Event-Driven Agent Architectures: Using NATS, Kafka, and Redis Streams for Agent Communication

Deep dive into event-driven patterns for AI agent coordination: pub/sub messaging, dead letter queues, exactly-once processing with NATS, Kafka, and Redis Streams.

Why Event-Driven Architecture for AI Agents?

Request-response communication works fine when you have a single agent handling a single task. But production AI systems rarely stay that simple. You end up with specialist agents that need to coordinate: a triage agent routes requests, a research agent gathers data, a writing agent produces output, and a review agent validates quality. When these agents communicate via direct HTTP calls, you get tight coupling, cascading failures, and an architecture that becomes increasingly fragile as you add agents.

Event-driven architecture solves this by decoupling agent communication through message brokers. Agents publish events when they complete work, and other agents subscribe to the events they care about. The broker handles delivery, retries, and ordering. This pattern gives you loose coupling, independent scaling, fault tolerance, and a natural audit trail of everything that happened in your system.

This article compares three popular message brokers for agent communication — NATS, Kafka, and Redis Streams — with production-ready code examples for each.

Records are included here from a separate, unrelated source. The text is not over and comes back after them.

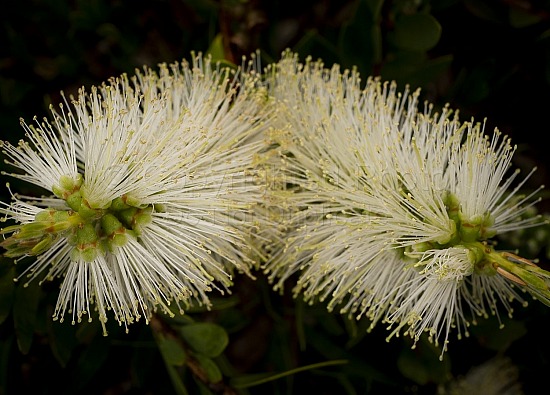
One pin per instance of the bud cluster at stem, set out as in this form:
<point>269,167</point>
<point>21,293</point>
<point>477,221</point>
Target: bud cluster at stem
<point>470,235</point>
<point>90,230</point>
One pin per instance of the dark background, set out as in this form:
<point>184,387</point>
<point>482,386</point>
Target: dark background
<point>489,59</point>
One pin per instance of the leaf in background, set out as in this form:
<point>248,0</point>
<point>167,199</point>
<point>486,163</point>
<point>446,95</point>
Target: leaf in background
<point>250,380</point>
<point>89,363</point>
<point>25,308</point>
<point>209,367</point>
<point>495,337</point>
<point>422,364</point>
<point>171,350</point>
<point>216,48</point>
<point>62,339</point>
<point>416,32</point>
<point>360,40</point>
<point>7,287</point>
<point>205,338</point>
<point>414,68</point>
<point>177,382</point>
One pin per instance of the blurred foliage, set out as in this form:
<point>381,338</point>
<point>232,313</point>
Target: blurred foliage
<point>490,59</point>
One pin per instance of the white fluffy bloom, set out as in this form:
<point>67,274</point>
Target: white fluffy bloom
<point>388,211</point>
<point>152,189</point>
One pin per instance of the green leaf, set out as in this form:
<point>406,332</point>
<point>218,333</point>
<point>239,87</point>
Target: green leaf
<point>62,339</point>
<point>422,363</point>
<point>216,48</point>
<point>495,336</point>
<point>177,382</point>
<point>171,350</point>
<point>25,307</point>
<point>251,380</point>
<point>212,371</point>
<point>416,32</point>
<point>205,338</point>
<point>7,287</point>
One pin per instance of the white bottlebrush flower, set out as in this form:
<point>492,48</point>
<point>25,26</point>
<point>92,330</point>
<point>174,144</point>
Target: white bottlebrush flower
<point>389,211</point>
<point>497,376</point>
<point>150,181</point>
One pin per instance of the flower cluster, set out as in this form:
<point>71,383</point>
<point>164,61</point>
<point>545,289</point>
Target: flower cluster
<point>389,211</point>
<point>150,189</point>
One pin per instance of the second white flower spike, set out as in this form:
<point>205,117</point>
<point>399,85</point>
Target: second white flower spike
<point>391,210</point>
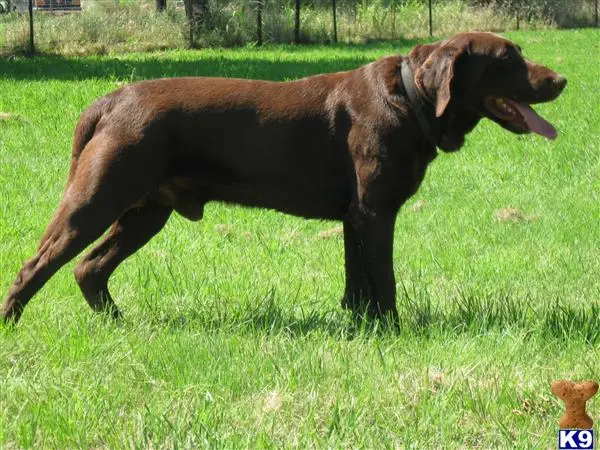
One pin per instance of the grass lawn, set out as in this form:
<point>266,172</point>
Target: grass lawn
<point>233,335</point>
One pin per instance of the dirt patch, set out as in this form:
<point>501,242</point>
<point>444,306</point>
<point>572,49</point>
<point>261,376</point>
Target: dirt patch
<point>513,215</point>
<point>332,232</point>
<point>418,205</point>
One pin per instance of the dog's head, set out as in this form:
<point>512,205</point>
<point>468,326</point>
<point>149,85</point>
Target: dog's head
<point>476,75</point>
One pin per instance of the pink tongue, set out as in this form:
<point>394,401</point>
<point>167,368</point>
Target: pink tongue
<point>534,122</point>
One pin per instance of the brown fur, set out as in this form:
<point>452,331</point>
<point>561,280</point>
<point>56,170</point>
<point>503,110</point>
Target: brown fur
<point>343,146</point>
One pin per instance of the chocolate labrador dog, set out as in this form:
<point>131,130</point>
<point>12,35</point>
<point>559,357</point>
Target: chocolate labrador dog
<point>351,146</point>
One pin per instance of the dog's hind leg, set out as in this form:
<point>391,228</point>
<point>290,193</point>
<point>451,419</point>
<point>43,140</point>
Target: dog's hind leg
<point>107,183</point>
<point>127,235</point>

Core Concepts: Events in Agent Systems

Before diving into implementations, let us define the event model for agent communication:

# events/schema.py
from pydantic import BaseModel, Field
from datetime import datetime
from enum import Enum
import uuid

class EventType(str, Enum):
    TASK_CREATED = "task.created"
    TASK_ASSIGNED = "task.assigned"
    AGENT_STARTED = "agent.started"
    AGENT_COMPLETED = "agent.completed"
    AGENT_FAILED = "agent.failed"
    TOOL_CALLED = "tool.called"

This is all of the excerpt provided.